What is Yocto Project SDK
Yocto Project offers a set of tools for developers to create applications (that will run in Yocto created Linux Distributions ) from powerful Host machines. This is also called cross compiling. Yocto Project SDK allows developers to cross compile, debug, and test applications. In fact Yocto Project SDK provides:
- Cross-Development Toolchain: This toolchain contains a compiler, debugger, and various miscellaneous tools.
- Libraries, Headers, and Symbols: The libraries, headers, and symbols are specific to the image (i.e. they match the image).
- Environment Setup Script: This
*.shfile, once run, sets up the cross-development environment by defining variables and preparing for SDK use.
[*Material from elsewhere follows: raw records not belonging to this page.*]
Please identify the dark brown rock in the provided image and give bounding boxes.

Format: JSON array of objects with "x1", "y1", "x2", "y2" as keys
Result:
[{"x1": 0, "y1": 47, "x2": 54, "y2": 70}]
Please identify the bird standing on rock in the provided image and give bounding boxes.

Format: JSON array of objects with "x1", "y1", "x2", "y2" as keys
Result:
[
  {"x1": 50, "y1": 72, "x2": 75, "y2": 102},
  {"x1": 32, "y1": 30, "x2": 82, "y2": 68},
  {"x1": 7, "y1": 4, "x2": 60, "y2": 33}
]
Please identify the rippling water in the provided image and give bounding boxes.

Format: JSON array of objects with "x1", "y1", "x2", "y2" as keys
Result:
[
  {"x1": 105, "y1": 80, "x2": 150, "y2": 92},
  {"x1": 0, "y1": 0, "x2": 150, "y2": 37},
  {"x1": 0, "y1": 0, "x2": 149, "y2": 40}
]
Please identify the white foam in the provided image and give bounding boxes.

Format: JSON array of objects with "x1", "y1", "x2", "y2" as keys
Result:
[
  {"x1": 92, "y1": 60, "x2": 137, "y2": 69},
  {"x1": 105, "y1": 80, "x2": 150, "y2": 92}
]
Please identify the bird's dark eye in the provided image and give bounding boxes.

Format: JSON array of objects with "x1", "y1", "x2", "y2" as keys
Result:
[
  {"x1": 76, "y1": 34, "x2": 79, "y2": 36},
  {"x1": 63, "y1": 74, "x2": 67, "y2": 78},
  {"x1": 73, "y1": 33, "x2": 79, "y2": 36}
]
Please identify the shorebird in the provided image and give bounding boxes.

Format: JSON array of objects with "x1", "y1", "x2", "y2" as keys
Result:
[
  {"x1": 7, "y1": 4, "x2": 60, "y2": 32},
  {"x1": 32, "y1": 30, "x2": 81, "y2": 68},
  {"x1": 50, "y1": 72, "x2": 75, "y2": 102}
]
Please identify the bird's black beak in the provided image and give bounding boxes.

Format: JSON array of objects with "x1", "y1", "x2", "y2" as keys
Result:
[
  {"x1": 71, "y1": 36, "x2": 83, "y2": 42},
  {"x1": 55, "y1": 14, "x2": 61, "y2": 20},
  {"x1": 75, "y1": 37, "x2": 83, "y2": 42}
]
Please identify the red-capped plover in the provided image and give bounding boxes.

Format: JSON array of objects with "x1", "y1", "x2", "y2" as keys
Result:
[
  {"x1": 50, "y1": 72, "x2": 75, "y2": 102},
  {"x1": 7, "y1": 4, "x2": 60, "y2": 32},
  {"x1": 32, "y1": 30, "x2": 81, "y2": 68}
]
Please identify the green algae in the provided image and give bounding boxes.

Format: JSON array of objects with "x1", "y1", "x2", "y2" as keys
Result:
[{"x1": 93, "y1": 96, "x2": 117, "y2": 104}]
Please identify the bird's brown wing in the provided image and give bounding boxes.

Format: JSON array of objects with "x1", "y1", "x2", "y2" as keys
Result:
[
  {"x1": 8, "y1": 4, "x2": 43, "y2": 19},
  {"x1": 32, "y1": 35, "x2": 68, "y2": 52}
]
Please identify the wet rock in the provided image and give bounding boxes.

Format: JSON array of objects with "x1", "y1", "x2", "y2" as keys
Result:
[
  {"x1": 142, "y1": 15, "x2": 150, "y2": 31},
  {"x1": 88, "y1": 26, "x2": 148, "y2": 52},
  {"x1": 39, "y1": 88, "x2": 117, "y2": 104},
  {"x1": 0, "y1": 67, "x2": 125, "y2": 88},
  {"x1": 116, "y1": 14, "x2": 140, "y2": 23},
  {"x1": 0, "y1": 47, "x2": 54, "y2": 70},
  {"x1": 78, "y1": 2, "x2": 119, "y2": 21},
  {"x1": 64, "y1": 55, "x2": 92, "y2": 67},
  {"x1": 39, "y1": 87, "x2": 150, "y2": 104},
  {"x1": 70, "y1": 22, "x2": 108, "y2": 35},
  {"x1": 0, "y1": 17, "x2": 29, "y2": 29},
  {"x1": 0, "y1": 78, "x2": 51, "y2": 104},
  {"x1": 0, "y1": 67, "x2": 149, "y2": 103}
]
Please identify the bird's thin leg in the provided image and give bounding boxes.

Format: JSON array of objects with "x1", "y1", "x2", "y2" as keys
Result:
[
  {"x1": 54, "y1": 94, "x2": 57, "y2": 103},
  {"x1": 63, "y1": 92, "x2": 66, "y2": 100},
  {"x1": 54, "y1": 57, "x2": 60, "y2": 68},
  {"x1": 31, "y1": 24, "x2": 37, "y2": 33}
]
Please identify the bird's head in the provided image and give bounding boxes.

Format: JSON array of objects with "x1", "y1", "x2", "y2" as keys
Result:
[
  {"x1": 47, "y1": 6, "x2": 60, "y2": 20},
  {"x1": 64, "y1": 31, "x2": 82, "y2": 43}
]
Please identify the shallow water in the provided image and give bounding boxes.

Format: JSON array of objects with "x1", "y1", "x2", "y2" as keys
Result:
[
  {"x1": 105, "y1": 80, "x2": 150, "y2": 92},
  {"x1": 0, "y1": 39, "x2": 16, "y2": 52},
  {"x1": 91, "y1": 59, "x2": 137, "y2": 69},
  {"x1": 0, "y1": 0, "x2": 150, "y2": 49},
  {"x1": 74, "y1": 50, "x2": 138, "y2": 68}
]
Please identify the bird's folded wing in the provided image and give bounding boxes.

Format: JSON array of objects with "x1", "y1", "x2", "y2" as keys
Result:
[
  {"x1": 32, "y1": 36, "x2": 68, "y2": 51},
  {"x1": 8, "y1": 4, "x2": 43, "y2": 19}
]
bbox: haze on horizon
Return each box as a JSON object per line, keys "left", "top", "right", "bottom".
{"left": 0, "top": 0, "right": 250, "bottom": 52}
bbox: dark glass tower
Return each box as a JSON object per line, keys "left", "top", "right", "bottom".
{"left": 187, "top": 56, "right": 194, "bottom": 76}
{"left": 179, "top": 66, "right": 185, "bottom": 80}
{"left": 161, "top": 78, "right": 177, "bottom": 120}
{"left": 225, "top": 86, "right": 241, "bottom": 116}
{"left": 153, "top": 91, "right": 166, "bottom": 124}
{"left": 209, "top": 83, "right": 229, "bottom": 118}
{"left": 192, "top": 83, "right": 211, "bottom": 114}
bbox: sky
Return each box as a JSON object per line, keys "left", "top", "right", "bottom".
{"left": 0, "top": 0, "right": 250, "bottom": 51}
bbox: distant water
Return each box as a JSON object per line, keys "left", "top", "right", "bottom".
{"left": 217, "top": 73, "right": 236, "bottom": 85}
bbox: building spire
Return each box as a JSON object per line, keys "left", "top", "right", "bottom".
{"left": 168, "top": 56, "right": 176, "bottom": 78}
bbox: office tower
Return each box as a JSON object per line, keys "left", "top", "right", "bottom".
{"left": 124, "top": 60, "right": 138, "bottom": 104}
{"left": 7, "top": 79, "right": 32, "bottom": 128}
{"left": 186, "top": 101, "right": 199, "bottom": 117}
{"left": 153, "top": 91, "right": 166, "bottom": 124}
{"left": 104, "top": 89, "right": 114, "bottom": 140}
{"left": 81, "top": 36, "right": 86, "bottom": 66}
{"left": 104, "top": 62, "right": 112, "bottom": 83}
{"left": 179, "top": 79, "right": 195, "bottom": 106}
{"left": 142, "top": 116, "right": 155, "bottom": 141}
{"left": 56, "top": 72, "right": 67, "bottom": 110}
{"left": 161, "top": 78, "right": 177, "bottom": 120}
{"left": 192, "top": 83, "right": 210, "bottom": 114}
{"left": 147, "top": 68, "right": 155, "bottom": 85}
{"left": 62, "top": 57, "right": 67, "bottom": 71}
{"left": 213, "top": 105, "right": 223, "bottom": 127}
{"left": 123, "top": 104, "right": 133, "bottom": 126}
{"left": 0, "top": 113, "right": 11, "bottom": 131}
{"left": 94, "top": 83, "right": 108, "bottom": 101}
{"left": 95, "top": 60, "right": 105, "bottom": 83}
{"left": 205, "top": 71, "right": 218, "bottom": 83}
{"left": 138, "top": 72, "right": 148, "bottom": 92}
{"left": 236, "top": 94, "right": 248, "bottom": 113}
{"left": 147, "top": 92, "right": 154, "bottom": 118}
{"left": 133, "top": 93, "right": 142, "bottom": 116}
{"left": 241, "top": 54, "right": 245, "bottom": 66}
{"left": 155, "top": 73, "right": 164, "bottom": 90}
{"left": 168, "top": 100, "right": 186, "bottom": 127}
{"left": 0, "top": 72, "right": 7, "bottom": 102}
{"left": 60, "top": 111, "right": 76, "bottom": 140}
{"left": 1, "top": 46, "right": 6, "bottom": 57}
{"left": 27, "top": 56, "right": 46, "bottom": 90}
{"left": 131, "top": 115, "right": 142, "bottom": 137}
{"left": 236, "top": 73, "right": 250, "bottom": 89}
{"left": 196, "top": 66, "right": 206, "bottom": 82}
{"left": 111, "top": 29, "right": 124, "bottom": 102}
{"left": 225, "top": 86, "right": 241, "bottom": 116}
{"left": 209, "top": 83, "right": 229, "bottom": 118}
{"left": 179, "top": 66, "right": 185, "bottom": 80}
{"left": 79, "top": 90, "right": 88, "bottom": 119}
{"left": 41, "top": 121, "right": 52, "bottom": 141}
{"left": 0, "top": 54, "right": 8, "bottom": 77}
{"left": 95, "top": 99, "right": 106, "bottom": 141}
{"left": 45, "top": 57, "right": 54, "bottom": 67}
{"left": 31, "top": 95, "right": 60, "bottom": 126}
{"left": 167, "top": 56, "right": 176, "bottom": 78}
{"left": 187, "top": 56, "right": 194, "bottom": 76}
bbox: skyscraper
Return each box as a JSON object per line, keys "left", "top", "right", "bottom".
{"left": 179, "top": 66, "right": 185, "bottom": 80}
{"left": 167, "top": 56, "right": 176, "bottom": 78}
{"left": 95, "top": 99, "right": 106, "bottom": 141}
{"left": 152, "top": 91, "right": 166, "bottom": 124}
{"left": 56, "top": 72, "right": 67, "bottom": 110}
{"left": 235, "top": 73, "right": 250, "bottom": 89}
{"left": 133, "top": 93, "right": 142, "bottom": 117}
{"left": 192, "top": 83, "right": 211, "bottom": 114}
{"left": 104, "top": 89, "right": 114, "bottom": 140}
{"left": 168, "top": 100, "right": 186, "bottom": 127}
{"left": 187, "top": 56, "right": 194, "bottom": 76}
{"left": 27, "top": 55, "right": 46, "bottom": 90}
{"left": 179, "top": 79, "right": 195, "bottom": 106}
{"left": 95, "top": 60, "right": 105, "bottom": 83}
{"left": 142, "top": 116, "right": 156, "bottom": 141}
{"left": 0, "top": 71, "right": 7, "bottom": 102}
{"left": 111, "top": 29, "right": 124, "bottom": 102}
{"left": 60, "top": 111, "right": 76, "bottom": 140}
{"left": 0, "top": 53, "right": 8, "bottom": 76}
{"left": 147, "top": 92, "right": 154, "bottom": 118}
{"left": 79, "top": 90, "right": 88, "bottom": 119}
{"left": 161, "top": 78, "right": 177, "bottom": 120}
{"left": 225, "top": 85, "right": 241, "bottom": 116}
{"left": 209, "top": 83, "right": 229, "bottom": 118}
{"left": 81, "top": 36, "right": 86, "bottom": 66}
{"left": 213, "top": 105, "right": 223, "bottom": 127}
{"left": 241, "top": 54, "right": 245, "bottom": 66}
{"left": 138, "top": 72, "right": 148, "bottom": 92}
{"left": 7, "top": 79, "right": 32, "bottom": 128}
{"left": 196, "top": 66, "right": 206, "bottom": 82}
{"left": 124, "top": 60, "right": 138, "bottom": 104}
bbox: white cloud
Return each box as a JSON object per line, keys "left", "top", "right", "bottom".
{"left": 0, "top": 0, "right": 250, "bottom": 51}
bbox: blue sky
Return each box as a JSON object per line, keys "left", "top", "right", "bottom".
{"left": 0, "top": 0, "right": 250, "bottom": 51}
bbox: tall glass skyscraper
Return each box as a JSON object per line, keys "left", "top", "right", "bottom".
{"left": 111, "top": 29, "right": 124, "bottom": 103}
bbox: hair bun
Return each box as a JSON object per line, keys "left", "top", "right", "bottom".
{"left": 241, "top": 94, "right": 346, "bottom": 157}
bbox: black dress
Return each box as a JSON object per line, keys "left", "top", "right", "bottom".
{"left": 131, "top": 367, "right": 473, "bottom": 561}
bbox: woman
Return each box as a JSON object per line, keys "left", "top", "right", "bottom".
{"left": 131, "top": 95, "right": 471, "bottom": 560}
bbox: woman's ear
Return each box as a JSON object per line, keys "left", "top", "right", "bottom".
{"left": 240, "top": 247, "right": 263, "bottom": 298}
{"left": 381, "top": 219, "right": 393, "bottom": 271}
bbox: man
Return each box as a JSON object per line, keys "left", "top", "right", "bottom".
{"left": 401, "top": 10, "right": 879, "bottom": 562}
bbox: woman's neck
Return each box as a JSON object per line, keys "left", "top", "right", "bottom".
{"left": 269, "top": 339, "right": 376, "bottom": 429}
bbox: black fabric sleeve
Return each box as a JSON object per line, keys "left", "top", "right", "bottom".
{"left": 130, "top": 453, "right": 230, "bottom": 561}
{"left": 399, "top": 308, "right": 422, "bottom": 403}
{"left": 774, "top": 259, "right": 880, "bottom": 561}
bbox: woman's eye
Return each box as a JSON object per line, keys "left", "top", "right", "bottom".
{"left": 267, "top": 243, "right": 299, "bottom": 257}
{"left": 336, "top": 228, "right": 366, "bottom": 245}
The SDK is installed on any machine and can be used to develop applications, images, and kernels. An SDK can even be used by a QA Engineer or Release Engineer. The fundamental concept is that the machine that has the SDK installed does not have to be associated with the machine that has the Yocto Project installed.
A developer can independently compile and test an object on their machine and then, when the object is ready for integration into an image, they can simply make it available to the machine that has the Yocto Project. Once the object is available, the image can be rebuilt using the Yocto Project to produce the modified image.
Why use Yocto Project SDK
Normally Target systems specifications are quite restricted, specifically in embedded target systems. It is convenient for the developer, in order to save time, to develop, compile and test their applications on their host platform which is usually a powerful machine. This is the basic of the cross compiling process. Later an emulator is used to test the application.